Ma sono sempre più numerose le banche e le piattaforme (Trade Republic, Scalable, Revolut…) che offrono la possibilità di sottoscrivere dei Pac in etf o comunque tutte consentono di negoziare gli etf e naturalmente un aspetto importante prima di sottoscrivere un pac è valutare i costi sia dello strumento sottostante che quelli diretti e indiretti come spese fisse o di negoziazione.
La scelta della piattaforma dipende dalle esigenze di ciascuno, ma il punto fermo rimane l'importanza di investire in strumenti diversificati e con costi contenuti. Per un investimento di lungo periodo, è fondamentale scegliere un paniere che non sia troppo tematico o «alla moda» secondo SoldiExpert SCF ma che rifletta una diversificazione ampia a livello di settori e Paesi.
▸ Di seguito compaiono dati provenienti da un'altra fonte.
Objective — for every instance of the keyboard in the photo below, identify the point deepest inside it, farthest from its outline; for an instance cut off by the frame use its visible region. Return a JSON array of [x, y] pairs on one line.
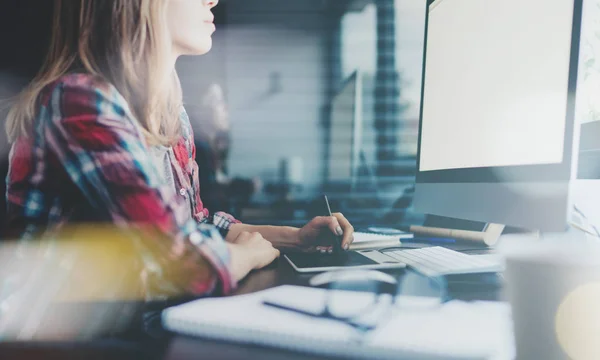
[[439, 261]]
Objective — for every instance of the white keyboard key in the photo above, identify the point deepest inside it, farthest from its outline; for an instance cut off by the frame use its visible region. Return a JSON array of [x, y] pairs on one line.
[[439, 261]]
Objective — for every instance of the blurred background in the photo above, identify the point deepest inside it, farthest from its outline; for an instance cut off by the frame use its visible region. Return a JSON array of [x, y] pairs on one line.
[[296, 99], [322, 97]]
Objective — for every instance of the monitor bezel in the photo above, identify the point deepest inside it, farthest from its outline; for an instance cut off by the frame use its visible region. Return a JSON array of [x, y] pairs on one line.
[[521, 173]]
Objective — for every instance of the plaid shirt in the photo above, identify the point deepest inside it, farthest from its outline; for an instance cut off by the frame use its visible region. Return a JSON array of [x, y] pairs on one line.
[[87, 161]]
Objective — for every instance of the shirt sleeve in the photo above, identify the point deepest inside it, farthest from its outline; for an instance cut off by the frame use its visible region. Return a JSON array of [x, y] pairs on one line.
[[91, 130]]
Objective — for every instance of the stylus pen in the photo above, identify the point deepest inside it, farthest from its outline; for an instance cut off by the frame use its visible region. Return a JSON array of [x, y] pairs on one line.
[[430, 240], [337, 246]]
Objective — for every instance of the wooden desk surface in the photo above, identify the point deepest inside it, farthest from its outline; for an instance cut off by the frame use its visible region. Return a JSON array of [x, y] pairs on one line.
[[281, 273], [175, 347]]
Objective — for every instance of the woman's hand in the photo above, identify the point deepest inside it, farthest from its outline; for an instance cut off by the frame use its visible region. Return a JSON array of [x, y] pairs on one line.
[[250, 251], [321, 233]]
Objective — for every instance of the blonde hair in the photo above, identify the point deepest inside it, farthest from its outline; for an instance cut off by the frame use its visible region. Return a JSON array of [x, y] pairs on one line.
[[126, 43]]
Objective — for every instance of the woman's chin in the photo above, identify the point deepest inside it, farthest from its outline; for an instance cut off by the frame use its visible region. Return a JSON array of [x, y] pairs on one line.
[[199, 48]]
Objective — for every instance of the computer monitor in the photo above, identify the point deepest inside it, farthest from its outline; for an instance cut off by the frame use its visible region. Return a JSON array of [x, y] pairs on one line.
[[497, 140], [346, 132]]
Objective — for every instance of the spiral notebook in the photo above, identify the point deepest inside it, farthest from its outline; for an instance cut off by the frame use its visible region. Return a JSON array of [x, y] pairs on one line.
[[455, 330]]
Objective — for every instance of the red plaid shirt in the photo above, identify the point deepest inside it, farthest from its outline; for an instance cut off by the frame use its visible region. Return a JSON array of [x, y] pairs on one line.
[[87, 161]]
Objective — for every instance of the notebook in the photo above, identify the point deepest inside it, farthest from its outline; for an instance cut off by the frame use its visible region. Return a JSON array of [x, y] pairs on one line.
[[370, 240], [455, 330]]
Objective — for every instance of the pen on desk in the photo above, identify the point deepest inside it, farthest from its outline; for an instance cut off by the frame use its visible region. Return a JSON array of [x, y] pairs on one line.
[[337, 246]]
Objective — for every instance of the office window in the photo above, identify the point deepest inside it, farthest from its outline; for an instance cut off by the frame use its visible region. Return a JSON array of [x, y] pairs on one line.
[[359, 41], [410, 33]]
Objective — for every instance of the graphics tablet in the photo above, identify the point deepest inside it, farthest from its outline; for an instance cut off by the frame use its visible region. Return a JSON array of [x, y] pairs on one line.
[[362, 259]]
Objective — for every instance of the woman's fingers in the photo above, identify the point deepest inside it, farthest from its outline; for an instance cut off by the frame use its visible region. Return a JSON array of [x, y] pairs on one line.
[[347, 229]]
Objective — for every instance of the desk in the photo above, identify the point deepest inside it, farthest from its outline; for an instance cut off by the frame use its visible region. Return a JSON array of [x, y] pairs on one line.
[[281, 273], [175, 347]]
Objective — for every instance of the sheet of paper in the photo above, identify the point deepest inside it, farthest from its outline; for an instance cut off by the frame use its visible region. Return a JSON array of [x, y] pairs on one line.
[[363, 236]]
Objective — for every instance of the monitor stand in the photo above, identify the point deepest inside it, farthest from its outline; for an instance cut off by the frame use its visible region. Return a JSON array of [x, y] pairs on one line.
[[488, 236]]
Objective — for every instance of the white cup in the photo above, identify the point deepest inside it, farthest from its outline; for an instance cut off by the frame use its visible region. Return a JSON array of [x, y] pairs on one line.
[[553, 286]]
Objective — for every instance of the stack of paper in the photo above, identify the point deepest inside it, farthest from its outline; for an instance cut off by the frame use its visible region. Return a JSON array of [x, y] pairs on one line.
[[415, 329]]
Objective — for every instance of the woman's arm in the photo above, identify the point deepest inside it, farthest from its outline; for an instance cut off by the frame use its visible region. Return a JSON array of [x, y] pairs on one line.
[[88, 127]]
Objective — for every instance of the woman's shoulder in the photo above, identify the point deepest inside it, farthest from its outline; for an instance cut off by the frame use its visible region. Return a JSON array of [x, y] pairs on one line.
[[80, 87]]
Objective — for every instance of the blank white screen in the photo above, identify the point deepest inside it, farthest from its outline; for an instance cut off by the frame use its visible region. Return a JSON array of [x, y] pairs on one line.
[[496, 83]]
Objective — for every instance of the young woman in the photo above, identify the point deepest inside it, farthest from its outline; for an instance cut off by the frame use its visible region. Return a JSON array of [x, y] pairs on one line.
[[100, 135]]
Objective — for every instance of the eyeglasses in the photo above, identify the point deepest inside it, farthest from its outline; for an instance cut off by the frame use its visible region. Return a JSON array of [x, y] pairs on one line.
[[374, 296]]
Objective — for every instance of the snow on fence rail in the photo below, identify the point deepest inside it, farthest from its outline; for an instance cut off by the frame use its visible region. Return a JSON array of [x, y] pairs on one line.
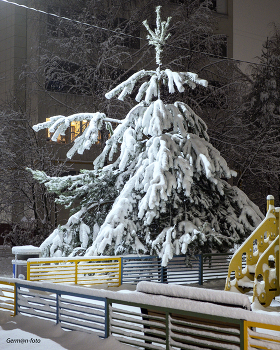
[[147, 321], [259, 336], [82, 271]]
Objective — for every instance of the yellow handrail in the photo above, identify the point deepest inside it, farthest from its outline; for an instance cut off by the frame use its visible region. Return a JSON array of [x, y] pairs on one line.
[[81, 271], [266, 283], [269, 226]]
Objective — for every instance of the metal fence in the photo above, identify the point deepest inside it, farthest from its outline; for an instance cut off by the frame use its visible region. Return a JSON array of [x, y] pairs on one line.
[[82, 271], [145, 323], [114, 271], [180, 270]]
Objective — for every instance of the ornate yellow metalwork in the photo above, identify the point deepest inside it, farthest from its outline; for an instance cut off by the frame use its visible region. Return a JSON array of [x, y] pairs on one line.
[[261, 250]]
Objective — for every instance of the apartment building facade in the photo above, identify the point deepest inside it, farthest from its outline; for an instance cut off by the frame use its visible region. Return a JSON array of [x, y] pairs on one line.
[[28, 38]]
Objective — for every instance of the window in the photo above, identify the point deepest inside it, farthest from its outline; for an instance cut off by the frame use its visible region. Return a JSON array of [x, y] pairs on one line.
[[75, 130]]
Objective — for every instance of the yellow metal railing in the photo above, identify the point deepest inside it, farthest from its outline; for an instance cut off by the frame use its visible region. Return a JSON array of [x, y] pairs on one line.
[[7, 297], [81, 271], [261, 336], [269, 227]]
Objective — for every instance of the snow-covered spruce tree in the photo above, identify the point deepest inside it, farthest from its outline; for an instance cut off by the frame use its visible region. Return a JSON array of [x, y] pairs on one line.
[[165, 193]]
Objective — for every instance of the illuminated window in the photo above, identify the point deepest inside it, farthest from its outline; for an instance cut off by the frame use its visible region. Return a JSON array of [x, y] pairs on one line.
[[75, 130], [60, 139]]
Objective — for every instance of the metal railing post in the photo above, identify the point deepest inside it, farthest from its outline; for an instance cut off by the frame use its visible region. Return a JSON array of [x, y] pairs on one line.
[[167, 330], [15, 300], [57, 308], [107, 318], [121, 272], [28, 271], [200, 272], [76, 272]]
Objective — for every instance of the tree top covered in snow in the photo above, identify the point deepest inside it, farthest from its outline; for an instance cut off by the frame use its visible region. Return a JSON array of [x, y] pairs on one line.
[[165, 190]]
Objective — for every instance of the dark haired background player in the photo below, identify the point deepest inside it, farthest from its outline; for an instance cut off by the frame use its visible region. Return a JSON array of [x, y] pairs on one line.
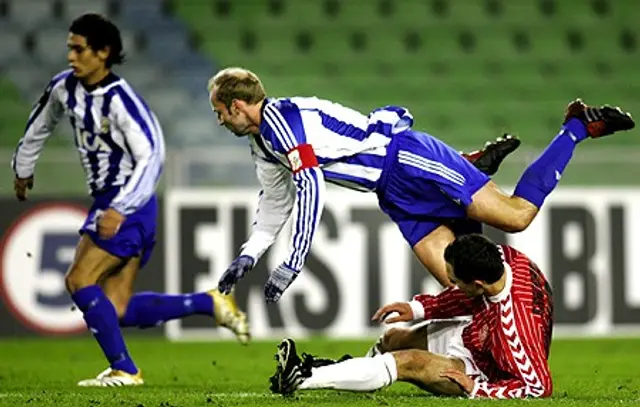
[[488, 336], [121, 148], [427, 188]]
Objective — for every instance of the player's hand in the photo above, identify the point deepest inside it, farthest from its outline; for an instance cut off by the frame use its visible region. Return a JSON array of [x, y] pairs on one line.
[[236, 270], [465, 382], [403, 309], [20, 186], [109, 223], [278, 281]]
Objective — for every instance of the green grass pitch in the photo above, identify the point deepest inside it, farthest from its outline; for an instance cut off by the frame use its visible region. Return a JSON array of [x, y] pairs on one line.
[[43, 372]]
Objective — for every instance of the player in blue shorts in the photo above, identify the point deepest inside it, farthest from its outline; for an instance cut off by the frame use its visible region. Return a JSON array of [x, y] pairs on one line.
[[122, 150], [425, 186]]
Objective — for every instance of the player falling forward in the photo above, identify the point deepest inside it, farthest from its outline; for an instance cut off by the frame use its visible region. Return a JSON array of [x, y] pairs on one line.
[[421, 183], [489, 336], [121, 147]]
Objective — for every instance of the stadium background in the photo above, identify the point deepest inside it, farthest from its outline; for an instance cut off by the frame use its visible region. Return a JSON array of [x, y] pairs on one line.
[[468, 71]]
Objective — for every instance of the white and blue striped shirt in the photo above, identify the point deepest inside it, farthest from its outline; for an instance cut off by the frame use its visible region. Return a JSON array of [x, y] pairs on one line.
[[119, 139], [350, 149]]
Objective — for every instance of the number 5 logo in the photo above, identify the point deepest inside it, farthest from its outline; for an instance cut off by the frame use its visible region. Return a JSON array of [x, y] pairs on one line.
[[36, 253]]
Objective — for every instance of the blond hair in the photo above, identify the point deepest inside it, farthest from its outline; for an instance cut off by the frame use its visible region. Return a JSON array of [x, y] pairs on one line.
[[236, 83]]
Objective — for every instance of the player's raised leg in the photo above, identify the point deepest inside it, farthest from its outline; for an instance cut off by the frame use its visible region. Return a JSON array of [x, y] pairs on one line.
[[92, 264], [149, 309], [419, 367], [514, 213]]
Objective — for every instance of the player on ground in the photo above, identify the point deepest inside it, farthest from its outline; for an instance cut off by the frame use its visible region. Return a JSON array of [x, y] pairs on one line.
[[122, 150], [421, 183], [489, 336]]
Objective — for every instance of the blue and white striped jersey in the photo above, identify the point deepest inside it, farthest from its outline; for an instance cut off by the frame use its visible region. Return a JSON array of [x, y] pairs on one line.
[[349, 150], [119, 139]]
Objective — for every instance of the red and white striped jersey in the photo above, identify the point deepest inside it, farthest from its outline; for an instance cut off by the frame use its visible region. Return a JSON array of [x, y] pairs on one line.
[[510, 333]]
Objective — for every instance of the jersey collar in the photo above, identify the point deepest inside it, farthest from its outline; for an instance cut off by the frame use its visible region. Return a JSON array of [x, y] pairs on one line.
[[507, 285]]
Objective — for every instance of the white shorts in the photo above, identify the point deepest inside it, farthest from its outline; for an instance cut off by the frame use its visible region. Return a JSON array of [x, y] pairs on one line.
[[444, 337]]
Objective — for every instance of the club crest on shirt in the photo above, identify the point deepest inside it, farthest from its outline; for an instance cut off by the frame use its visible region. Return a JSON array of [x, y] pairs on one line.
[[295, 161], [483, 333], [105, 124]]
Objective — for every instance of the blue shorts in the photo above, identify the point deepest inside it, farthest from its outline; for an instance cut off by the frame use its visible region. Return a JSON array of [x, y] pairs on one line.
[[136, 236], [425, 184]]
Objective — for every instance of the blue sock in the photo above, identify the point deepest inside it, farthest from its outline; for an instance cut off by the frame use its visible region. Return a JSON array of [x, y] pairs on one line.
[[102, 321], [542, 175], [150, 309]]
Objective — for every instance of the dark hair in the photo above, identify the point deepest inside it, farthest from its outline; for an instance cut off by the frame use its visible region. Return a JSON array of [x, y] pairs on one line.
[[100, 33], [474, 257]]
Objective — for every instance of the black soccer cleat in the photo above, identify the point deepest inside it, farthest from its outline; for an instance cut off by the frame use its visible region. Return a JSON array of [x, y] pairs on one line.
[[291, 370], [488, 159], [319, 362], [599, 121]]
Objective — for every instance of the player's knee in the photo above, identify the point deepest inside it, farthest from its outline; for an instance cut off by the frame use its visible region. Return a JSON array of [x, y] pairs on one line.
[[410, 363], [518, 223], [79, 277], [120, 303], [395, 339], [76, 279]]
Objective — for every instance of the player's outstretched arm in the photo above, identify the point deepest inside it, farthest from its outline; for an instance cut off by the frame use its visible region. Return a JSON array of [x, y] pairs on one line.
[[274, 209], [144, 137], [451, 302], [290, 139], [44, 116], [275, 204]]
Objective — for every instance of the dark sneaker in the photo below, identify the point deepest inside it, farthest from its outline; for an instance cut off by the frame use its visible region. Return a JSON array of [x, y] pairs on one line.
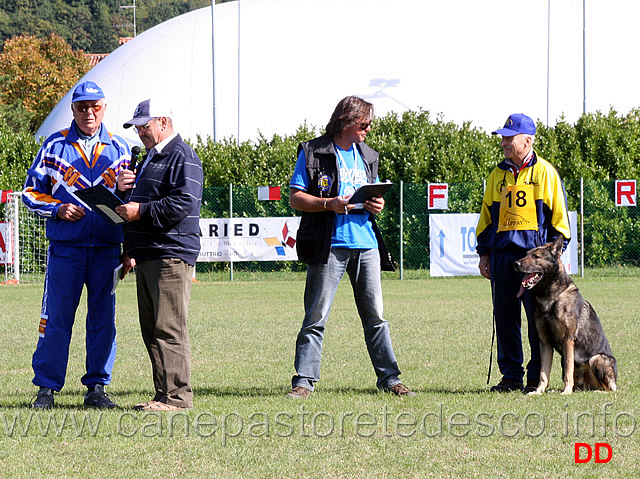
[[44, 399], [299, 393], [98, 398], [400, 390], [507, 386]]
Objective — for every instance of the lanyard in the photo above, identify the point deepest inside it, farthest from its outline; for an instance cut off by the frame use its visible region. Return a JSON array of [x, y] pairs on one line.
[[350, 189]]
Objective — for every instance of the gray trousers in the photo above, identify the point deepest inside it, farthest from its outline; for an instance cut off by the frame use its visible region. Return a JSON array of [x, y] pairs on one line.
[[164, 290]]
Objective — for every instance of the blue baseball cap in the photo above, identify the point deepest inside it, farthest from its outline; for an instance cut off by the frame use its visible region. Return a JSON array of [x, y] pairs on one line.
[[516, 124], [147, 110], [87, 91]]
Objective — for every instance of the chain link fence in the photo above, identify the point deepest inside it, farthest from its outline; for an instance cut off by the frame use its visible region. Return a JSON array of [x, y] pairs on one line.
[[609, 235]]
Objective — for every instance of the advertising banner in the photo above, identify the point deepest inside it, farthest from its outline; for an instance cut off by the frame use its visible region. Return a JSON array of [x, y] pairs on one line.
[[248, 239], [453, 245]]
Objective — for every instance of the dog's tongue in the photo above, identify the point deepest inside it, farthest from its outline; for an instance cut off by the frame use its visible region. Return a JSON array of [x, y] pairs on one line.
[[526, 283]]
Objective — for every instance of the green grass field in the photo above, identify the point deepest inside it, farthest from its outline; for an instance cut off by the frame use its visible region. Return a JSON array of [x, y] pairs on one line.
[[243, 336]]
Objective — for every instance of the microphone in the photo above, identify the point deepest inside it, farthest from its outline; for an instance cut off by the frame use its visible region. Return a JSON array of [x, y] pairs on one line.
[[135, 151]]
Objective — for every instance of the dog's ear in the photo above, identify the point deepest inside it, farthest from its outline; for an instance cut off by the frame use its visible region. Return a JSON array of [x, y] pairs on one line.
[[556, 247]]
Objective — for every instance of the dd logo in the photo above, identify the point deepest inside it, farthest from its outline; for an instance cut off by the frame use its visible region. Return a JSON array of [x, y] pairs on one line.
[[589, 452]]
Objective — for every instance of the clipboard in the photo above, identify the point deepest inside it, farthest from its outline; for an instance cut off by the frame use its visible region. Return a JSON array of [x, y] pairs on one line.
[[103, 202], [370, 190]]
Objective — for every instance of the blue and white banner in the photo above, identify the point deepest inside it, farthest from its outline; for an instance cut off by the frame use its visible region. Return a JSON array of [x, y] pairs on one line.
[[453, 245], [248, 239], [4, 242]]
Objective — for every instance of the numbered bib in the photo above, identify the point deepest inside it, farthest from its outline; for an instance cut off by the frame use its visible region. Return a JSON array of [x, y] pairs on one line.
[[518, 209]]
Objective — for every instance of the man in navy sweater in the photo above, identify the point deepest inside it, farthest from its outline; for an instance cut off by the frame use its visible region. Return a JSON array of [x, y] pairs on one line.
[[162, 205]]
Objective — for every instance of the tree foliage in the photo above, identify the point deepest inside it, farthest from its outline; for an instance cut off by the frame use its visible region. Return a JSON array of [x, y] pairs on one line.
[[36, 73], [90, 25]]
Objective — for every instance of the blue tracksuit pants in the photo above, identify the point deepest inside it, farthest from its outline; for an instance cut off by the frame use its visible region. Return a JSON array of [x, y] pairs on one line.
[[69, 269]]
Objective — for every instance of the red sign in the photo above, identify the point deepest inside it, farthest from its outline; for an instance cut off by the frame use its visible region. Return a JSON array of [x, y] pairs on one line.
[[626, 193]]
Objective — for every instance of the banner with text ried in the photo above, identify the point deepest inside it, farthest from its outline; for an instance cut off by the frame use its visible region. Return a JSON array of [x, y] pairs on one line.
[[248, 239]]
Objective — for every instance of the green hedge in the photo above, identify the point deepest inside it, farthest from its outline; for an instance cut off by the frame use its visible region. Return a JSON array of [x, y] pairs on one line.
[[419, 149]]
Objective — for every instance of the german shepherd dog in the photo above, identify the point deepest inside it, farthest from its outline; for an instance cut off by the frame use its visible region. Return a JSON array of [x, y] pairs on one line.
[[567, 323]]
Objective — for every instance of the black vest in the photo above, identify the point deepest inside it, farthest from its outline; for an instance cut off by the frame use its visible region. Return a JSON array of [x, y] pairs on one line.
[[313, 241]]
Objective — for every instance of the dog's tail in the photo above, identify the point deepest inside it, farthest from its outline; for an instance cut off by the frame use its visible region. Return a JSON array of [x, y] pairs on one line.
[[605, 370]]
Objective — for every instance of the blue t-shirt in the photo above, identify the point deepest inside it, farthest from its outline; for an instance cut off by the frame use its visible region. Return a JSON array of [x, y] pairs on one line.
[[352, 231]]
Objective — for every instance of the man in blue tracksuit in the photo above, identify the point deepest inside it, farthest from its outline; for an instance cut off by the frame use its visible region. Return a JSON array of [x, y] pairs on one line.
[[524, 206], [84, 248]]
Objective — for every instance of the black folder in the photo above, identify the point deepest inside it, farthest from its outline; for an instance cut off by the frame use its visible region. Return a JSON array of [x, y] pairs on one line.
[[103, 202], [370, 190]]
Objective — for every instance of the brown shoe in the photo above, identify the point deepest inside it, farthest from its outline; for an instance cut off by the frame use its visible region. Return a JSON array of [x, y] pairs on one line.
[[158, 406], [299, 393], [400, 390], [141, 406]]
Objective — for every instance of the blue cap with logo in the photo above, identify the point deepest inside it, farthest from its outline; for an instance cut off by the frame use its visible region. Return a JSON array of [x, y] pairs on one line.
[[87, 91], [516, 124], [146, 111]]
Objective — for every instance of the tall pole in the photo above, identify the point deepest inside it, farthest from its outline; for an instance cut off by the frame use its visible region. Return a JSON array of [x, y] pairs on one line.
[[213, 66], [548, 53], [134, 15], [584, 58], [238, 130]]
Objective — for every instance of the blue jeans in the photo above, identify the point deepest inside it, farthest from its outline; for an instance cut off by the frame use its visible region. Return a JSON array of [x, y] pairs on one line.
[[363, 267], [69, 270]]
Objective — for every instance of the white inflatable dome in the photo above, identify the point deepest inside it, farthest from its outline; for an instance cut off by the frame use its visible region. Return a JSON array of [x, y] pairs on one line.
[[471, 61]]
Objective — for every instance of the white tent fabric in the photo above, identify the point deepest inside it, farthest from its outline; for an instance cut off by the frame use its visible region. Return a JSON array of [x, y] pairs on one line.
[[471, 61]]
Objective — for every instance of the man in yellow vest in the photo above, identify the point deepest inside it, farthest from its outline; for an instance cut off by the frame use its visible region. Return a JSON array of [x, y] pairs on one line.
[[524, 206]]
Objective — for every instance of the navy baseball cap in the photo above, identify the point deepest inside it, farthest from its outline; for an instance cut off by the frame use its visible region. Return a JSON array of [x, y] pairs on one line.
[[516, 124], [146, 111], [87, 91]]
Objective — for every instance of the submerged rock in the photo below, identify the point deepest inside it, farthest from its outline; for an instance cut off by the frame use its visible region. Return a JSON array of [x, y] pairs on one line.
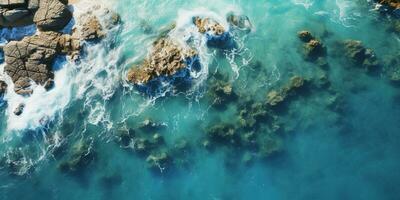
[[360, 55], [81, 156], [276, 97], [31, 59], [19, 109], [168, 62], [313, 49], [3, 87], [240, 22], [217, 36]]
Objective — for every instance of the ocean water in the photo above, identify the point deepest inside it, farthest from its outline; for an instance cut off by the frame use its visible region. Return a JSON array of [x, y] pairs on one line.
[[337, 142]]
Questo è il miglior antidoto contro la volatilità e le mode del momento.
«Come consulenti finanziari indipendenti ovvero soggetti iscritti all’Albo Ocf (obbligatorio per chi in Italia fornisce consigli di investimento)», spiega Gaziano, «forniamo un’ampia consulenza senza conflitti di interesse (siamo pagati solo a parcella e non riceviamo commissioni sui prodotti o strumenti consigliati) a piccoli e grandi investitore e supportiamo i clienti nella scelta del Pac migliore a partire dalla scelta dell’intermediario e poi degli strumenti migliori o valutiamo se già sono stati attivati dei Pac magari in fondi di investimento se superano la valutazione costi-benefici».